I'm on win xp sp2 / php 5.24 / apache 2.2.4.

Okay, let me run this by you. I have the following:

$className = 'Zend_Acl/../../../../../../tmp/foo';
Zend_Loader::loadClass($className);

In side foo.php, I have the following:

echo "This got executed\n";

If I execute the original script, I get the following:

This got executed
PHP Fatal error:  Uncaught exception 'Zend_Exception' with message 'File "Zend/Acl/../../../../../../tmp/foo.php" does not exist or class "Zend_Acl/../../../../../../tmp/foo" was not found in the file' in /home/matthew/git/framework-standard/trunk/library/Zend/Loader.php:88
Stack trace:
#0 /home/matthew/tmp/test.php(18): Zend_Loader::loadClass('Zend_Acl/../../...')
#1 {main}
  thrown in /home/matthew/git/framework-standard/trunk/library/Zend/Loader.php on line 88

Zend_Exception: File "Zend/Acl/../../../../../../tmp/foo.php" does not exist or class "Zend_Acl/../../../../../../tmp/foo" was not found in the file in /home/matthew/git/framework-standard/trunk/library/Zend/Loader.php on line 88

Call Stack:
    0.0002      51000   1. {main}() /home/matthew/tmp/test.php:0
    0.0009      98644   2. Zend_Loader::loadClass() /home/matthew/tmp/test.php:18

If I change foo.php to create the following:

class Zend_Acl/../../../../../../tmp/foo
{
}

I instead get this:

PHP Parse error:  syntax error, unexpected '/', expecting '{' in /home/matthew/tmp/foo.php on line 2
PHP Stack trace:
PHP   1. {main}() /home/matthew/tmp/test.php:0
PHP   2. Zend_Loader::loadClass() /home/matthew/tmp/test.php:18

Parse error: syntax error, unexpected '/', expecting '{' in /home/matthew/tmp/foo.php on line 2

Call Stack:
    0.0002      51000   1. {main}() /home/matthew/tmp/test.php:0
    0.0009      98644   2. Zend_Loader::loadClass() /home/matthew/tmp/test.php:18

What I'm driving at here is that loadClass() is going to generate either an exception because the class does not exist, or a parse error because invalid characters were used to define the class name.
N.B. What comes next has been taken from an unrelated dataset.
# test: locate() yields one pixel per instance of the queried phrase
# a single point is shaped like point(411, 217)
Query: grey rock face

What YOU are trying to get across is that Zend_Loader::loadClass() allows a user to include an arbitrary file. This will be true if you use include/require or their *_once variants by themselves as it is. The question is whether or not we should add a check for invalid class name characters or path separators prior to calling the include. While I can see value in this, it also adds significant overhead to Zend_Loader, particularly as we already have the _securityCheck() method running as well. (If you don't believe this adds up, try running a typical ZF app through a debugger sometime.)
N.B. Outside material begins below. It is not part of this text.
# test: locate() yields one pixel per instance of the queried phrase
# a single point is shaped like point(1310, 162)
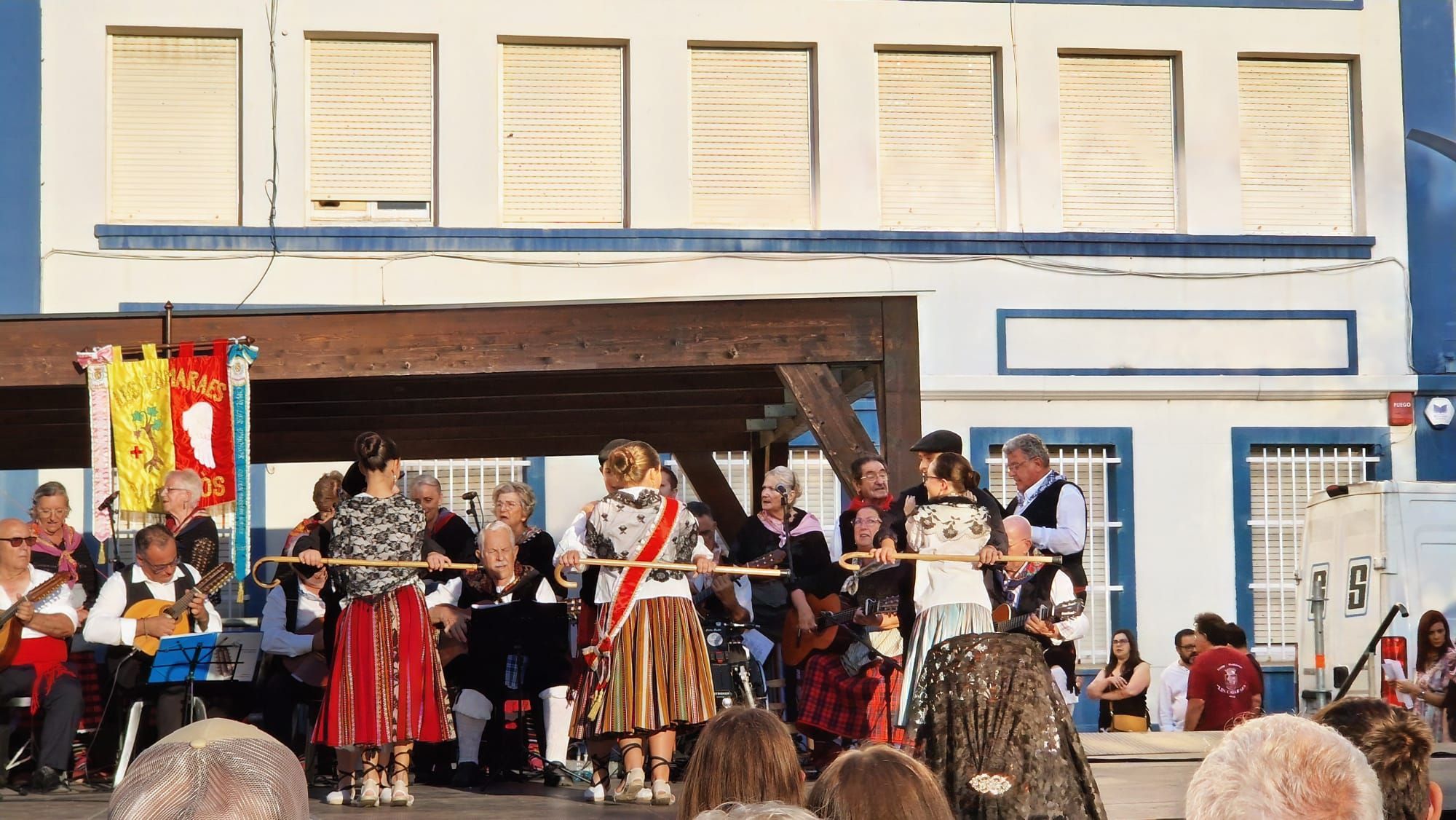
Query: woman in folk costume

_securityCheck() is for determining valid filesystem characters -- removing '/' or '.' from that would make it basically unusable. The only way to prevent this is to add an additional check to the class name -- which, as noted, would be more overhead.

I'm going to reopen the issue and mark it as postponed, as I need to discuss it with a few others prior to making a decision.

You completely described my issue :). The file I was using (checkpoint.php) generates an rss feed, so the error was added to the generated file but not displayed by Firefox (only viewable in view source).